TWO VOICES: How can Jews mark Chanukah in a meaningful way?

Two Voices

Q: As Chanukah approaches, we ask how can Jews mark the festival in a meaningful way?

Rabbi Danny Rich says…

Rabbi Danny Rich

In public perception, religion isn’t doing so well. Ex-Arkansas Governor and 2016 US Presidential hopeful Mike Huckabee called for atheists working in public service to be fired; Islamic State continues its murderous campaign against Yazidis and Christians; Buddhists rampaged through Muslim areas in the Burmese capital; and in Israel ‘religious Jews’ called for “death to Arabs,” while some Muslim Palestinians called for “death to the Jews”.

Chanukah is a time to celebrate the defeat of the Syrio-Greeks by the guerrilla Maccabee army, the cleansing and rededication of the Temple in Jerusalem and the re-establishment of Jewish sovereignty.

The details of the Maccabean victory and the 100 years of Jewish royal rule are rarely discussed as we light candles and eat latkes and doughnuts. The illuminations and the consumption have in common oil, which arises from the Talmudic legend that the victors arriving at the temple found oil to last for one day, although by divine miracle it enabled the lights to stay on for a week and a day.

Our Talmud sages changed Chanukah’s focus from military success to Godly beneficence knowing the dangers of extremism and the possibility that the greatest of heroes, without the guidance and sensibilities of religion, have the potential to become the fiercest of oppressors.

As we commemorate Chanukah, let us commit to two tasks: resist the extremism to which we can all become subject and celebrate the decency we can all practice.

• Rabbi Danny Rich is chief executive of Liberal Judaism

Ed Herman

Ed Herman says…

Whether owing to cultural references or similarities of timing and outward appearance with Christmas and Diwali, Chanukah is probably the most easily-identifiable Jewish festival to non-Jews.

As with every festival, Jews will celebrate in a variety of ways – some purely traditional, some wholly cultural, many specific to one family. Is one way of celebrating more meaningful than another?

Almost 15 years ago as a student in Birmingham, I searched for inspiration for my Ancient History dissertation. Chanukah approached and I began thinking about the Maccabees. An analysis of the causes of their revolt made a decent dissertation – and gave me a new insight into Chanukah. Restrictions on Judaism by the Seleucid king Antiochus pushed Mattathias into action – a famous part of the Chanukah story. Less well-known is the infighting between ‘Hellenised’ and traditional Jews at that time, driven in part by manoeuvring over the crucial position of High Priest.
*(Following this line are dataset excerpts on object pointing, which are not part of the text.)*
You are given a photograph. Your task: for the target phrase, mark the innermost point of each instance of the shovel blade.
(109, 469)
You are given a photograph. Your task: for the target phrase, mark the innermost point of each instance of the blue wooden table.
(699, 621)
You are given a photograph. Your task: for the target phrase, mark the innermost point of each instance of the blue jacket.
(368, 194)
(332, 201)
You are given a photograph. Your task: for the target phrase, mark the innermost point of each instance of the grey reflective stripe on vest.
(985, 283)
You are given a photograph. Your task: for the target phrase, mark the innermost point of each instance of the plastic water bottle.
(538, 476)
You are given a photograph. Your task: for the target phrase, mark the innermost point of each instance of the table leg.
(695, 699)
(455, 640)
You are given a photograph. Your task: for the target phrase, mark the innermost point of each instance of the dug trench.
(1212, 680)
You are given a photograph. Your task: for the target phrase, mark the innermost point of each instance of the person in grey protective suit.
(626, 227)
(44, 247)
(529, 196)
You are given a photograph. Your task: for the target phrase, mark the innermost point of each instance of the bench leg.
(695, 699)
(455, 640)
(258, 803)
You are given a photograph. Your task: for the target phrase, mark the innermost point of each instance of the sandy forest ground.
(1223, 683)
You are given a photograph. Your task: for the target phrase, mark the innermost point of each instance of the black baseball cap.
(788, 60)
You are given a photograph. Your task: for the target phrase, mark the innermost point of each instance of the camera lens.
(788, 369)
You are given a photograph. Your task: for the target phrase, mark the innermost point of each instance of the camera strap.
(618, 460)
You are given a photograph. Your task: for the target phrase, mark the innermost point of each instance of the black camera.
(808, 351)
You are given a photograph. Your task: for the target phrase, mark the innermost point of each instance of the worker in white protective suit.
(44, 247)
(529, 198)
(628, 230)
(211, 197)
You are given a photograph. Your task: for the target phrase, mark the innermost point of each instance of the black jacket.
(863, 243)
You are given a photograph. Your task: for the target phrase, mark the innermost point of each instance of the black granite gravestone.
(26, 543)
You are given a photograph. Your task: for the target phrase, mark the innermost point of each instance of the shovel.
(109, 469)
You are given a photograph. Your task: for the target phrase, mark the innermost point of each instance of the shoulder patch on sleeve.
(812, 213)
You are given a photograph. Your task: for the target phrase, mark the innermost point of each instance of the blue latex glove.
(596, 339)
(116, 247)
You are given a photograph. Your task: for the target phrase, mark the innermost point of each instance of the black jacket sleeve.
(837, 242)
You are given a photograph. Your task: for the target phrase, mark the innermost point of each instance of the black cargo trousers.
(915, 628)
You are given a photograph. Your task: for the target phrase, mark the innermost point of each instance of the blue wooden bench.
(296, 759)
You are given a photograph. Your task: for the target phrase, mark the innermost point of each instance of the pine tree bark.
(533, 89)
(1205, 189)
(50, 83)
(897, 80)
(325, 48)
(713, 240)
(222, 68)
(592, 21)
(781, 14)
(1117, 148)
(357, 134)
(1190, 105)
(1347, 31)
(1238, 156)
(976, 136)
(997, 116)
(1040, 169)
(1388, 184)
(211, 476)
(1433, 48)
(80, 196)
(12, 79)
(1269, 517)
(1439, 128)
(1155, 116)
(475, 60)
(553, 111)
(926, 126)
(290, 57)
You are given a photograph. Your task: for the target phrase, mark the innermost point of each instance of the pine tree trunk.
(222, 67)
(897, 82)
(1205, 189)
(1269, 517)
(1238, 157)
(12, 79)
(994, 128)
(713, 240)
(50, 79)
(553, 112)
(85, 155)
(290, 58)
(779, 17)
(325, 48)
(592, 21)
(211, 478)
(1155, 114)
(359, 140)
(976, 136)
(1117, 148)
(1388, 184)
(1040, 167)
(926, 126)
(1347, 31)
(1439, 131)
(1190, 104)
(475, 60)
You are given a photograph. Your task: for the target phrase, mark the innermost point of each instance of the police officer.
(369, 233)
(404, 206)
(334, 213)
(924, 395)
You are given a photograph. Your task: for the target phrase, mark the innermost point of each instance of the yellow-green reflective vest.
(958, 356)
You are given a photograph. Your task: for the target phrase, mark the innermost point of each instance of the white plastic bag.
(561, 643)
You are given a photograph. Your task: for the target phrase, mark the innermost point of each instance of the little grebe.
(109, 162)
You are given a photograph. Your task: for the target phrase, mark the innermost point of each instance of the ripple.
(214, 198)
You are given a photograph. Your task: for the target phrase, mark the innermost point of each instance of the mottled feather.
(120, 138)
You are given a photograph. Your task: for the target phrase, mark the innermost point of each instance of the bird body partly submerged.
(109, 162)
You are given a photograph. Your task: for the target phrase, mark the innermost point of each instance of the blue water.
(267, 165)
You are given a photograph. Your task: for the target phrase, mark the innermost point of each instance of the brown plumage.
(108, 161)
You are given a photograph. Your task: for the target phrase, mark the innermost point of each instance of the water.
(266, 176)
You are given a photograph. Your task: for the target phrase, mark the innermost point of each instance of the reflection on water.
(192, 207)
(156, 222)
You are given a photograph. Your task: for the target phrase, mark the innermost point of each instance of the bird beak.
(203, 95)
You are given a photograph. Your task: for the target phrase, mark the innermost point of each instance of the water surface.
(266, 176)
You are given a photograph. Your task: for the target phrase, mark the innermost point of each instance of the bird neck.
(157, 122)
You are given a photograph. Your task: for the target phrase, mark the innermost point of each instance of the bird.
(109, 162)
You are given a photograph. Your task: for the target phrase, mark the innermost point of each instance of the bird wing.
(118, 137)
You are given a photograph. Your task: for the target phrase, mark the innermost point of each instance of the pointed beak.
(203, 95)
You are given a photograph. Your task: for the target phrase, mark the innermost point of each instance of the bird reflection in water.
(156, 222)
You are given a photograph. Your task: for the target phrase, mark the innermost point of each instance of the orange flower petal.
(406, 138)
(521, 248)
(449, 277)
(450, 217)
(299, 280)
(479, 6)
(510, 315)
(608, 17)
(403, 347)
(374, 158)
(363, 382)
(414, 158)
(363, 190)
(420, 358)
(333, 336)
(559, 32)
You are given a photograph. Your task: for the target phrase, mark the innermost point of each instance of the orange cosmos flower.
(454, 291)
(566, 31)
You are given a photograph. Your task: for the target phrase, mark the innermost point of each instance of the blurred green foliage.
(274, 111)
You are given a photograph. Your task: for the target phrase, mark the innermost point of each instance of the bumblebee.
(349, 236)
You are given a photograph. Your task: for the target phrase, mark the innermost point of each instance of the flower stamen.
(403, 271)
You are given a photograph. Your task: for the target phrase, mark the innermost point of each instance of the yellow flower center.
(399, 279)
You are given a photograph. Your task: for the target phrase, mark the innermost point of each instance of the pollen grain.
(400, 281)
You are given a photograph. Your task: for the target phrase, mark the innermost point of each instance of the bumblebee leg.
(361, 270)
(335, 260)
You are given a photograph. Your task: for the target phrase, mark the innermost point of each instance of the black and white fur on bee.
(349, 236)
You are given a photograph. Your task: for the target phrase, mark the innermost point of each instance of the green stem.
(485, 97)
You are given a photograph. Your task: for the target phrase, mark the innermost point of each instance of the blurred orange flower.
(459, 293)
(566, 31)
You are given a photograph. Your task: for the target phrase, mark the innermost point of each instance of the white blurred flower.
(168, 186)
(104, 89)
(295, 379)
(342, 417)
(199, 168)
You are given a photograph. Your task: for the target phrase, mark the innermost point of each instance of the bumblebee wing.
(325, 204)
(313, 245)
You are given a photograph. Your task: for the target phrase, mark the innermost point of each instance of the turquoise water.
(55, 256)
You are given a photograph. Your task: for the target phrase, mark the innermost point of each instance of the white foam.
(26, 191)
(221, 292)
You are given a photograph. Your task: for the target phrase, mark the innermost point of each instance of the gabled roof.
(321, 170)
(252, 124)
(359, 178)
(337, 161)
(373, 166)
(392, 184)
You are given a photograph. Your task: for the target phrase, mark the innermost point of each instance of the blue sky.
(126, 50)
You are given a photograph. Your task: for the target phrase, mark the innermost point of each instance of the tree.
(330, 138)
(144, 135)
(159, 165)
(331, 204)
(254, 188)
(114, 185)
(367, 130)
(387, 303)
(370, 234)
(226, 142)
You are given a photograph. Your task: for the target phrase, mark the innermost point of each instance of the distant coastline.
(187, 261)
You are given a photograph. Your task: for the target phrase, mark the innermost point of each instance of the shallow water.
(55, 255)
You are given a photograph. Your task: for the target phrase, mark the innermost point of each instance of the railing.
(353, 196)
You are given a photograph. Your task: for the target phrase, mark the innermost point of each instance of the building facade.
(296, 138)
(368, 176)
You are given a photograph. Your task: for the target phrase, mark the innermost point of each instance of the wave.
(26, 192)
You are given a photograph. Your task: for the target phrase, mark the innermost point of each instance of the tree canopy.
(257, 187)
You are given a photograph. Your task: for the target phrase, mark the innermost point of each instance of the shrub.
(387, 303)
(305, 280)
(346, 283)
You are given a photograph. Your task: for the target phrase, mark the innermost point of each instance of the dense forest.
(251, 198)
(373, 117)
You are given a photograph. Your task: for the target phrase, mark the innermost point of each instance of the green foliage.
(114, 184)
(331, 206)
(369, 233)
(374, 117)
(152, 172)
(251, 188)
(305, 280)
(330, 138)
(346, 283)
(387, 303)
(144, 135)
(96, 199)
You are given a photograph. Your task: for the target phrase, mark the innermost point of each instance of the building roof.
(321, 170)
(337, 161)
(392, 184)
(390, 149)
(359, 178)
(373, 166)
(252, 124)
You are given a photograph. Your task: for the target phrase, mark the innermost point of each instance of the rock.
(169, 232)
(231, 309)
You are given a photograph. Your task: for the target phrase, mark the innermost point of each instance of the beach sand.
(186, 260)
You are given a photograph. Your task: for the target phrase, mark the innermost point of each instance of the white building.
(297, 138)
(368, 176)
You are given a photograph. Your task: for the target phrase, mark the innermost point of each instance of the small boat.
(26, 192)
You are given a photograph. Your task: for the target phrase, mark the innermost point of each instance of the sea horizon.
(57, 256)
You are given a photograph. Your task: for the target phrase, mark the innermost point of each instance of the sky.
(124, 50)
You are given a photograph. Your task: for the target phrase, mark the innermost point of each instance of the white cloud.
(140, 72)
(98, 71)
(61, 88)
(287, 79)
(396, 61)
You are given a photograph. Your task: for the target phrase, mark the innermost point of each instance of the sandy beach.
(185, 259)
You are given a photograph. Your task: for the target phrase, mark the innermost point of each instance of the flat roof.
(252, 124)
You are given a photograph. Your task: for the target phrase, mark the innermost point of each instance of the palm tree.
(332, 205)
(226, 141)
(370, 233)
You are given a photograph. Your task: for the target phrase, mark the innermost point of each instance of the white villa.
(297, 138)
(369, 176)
Was this both revolt and civil war? A victory for freedom over religious oppression and for traditionalism over modern interpretation? Like any historical analysis, you’ll form an opinion based on sources you study and your own beliefs; but however you slice it, the Maccabean revolt looks like an internal and external struggle for Jewish identity.

The way you choose to celebrate Chanukah – modern or traditional, big or small, public or private – doesn’t matter. That you are free to make the choice is in many ways the most meaningful of all.